In "Ye Hai Malegaon Ka Superman" (This is Malegaon Superman), Sheikh plays a spoof version of the superhero, fighting an evil "gutkha king" who wants to flood the town with the highly addictive chewing tobacco.

"In the movie he's fighting against smokeless tobacco as Superman but in real life he himself has succumbed to the habit," his doctor Pankaj Chaturvedi, a head and neck cancer surgeon at Mumbai's Tata Memorial Hospital, told AFP.

"He was supposed to be there at the premiere but he could not go.

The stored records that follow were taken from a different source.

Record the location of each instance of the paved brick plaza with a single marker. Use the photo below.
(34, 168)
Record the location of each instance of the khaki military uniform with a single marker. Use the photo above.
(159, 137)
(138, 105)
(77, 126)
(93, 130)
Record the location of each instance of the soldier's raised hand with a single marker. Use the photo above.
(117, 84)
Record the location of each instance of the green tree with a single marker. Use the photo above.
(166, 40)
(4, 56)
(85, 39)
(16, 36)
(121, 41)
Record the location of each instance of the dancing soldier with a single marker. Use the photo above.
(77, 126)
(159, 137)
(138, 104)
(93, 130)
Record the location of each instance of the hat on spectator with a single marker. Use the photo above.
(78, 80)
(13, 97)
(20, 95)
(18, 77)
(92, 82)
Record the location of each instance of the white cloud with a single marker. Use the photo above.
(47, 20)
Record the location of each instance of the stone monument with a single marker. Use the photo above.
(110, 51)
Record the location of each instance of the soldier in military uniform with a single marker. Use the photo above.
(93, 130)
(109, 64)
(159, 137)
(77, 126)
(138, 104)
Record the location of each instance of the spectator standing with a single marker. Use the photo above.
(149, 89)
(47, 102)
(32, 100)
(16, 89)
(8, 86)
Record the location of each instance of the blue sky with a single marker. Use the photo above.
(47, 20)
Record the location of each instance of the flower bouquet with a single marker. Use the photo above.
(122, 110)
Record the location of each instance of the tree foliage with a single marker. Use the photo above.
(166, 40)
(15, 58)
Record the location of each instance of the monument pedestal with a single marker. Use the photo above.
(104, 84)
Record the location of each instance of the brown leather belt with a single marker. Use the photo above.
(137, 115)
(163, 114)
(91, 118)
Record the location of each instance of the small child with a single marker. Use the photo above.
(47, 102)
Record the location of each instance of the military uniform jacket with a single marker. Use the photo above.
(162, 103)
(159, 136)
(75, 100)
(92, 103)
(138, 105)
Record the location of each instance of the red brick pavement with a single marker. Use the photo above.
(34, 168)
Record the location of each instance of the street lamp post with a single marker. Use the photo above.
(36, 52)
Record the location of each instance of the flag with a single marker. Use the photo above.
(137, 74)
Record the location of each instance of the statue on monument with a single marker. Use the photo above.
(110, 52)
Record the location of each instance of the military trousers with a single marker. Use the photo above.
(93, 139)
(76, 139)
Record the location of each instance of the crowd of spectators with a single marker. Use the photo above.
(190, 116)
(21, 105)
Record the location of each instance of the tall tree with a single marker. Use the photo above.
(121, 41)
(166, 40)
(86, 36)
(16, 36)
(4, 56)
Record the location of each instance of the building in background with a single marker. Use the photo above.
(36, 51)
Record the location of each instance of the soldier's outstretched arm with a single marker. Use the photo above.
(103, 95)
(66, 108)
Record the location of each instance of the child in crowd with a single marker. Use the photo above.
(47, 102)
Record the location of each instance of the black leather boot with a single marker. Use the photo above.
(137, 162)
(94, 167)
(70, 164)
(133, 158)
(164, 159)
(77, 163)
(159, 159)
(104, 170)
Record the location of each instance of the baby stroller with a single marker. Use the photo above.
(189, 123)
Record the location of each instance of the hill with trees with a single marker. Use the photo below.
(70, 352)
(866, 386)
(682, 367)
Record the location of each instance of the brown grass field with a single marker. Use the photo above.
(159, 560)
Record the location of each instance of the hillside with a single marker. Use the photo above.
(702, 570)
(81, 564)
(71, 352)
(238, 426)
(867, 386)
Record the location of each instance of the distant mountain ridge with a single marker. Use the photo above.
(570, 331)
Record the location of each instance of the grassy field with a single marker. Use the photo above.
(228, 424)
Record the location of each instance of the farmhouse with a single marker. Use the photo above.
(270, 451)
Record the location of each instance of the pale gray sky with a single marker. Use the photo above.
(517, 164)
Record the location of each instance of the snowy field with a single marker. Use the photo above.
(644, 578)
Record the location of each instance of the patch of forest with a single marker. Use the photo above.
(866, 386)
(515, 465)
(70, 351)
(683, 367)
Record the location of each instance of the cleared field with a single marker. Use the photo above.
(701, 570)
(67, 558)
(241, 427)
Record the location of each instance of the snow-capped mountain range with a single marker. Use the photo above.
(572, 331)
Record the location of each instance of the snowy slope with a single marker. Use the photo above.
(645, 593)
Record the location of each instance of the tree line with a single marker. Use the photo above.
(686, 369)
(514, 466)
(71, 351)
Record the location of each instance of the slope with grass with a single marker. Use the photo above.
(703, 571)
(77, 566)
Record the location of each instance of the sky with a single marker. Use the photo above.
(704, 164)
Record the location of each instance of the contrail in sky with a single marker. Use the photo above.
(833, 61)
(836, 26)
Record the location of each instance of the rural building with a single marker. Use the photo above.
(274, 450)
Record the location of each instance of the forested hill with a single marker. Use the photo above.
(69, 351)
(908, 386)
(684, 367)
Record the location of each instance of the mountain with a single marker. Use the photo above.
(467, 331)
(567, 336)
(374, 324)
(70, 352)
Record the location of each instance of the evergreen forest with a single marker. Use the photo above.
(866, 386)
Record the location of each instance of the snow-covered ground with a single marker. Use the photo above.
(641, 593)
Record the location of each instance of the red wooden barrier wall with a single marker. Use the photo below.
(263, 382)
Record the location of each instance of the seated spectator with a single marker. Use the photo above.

He was very, very sick," he added.

Sheikh's story is depressingly familiar for Indian cancer specialists, increasingly alarmed at a rise in tobacco use in the south Asian country and oral cancer rates among young people.

The slightly built former textile worker first started using gutkha tobacco mix at the age of eight and was consuming between 30 and 40 packets a day until at 18 he was diagnosed with oral sub-mucous fibrosis, which affects the jaw.

The condition later developed into cancer, leading to him having most of his tongue and the glands from both sides of his neck removed.

He also had radiotherapy to stop the disease spreading.

"These patients (with stage four cancer) have almost a 50 per cent chance of the disease coming back," said Chaturvedi, an internationally renowned specialist on tobacco-related diseases.

"It happened to Sheikh within six months. His disease came back in his lungs and spread to the rest of his body. Nothing could be done. He was just on pain-relieving drugs."

Tobacco has been chewed for centuries in India, most commonly as "paan" - betel leaf with tobacco powder, areca nut, slaked lime and catechu (Acacia tree extract) - or "paan masala", a flavoured variety with or without tobacco.

Ready-made packets of gutkha have become popular in recent years, with sachets selling for as little as two rupees (less than 0.5 US cents) each.

Doctors' concern about gutkha use comes because of its use by people of all ages, particularly children, and from all walks of life and its being advertised as tobacco-free or as a breath freshener.

Gutkha, paan and beedis - cheap, hand-rolled tobacco leaves - account for 85 per cent of India's tobacco market, with the remainder taken up by packaged cigarettes.

Chaturvedi said India - the world's second largest consumer of tobacco behind China, with more than 240 million users - is seeing a rise in oral cancers, whereas in the West rates are declining.

The World Health Organization has said the dramatic increase in oral sub-mucous fibrosis is "a new epidemic, especially among the youth... (that) has been attributed to chewing gutkha and paan masala".

"We're seeing a real surge in various oral cancers among young people, who are getting addicted," said Chaturvedi. "Normally we wouldn't have such cancers in youth. About 30 per cent are below 35 years of age.

"It's shocking. That means they're starting at the age of 12 and developing cancers after 10 years' consumption."

"Sheikh was so frustrated with the whole gutkha issue," Chaturvedi said. "He didn't want his children to suffer the same fate.... But through his movie, he wants the message to be spread."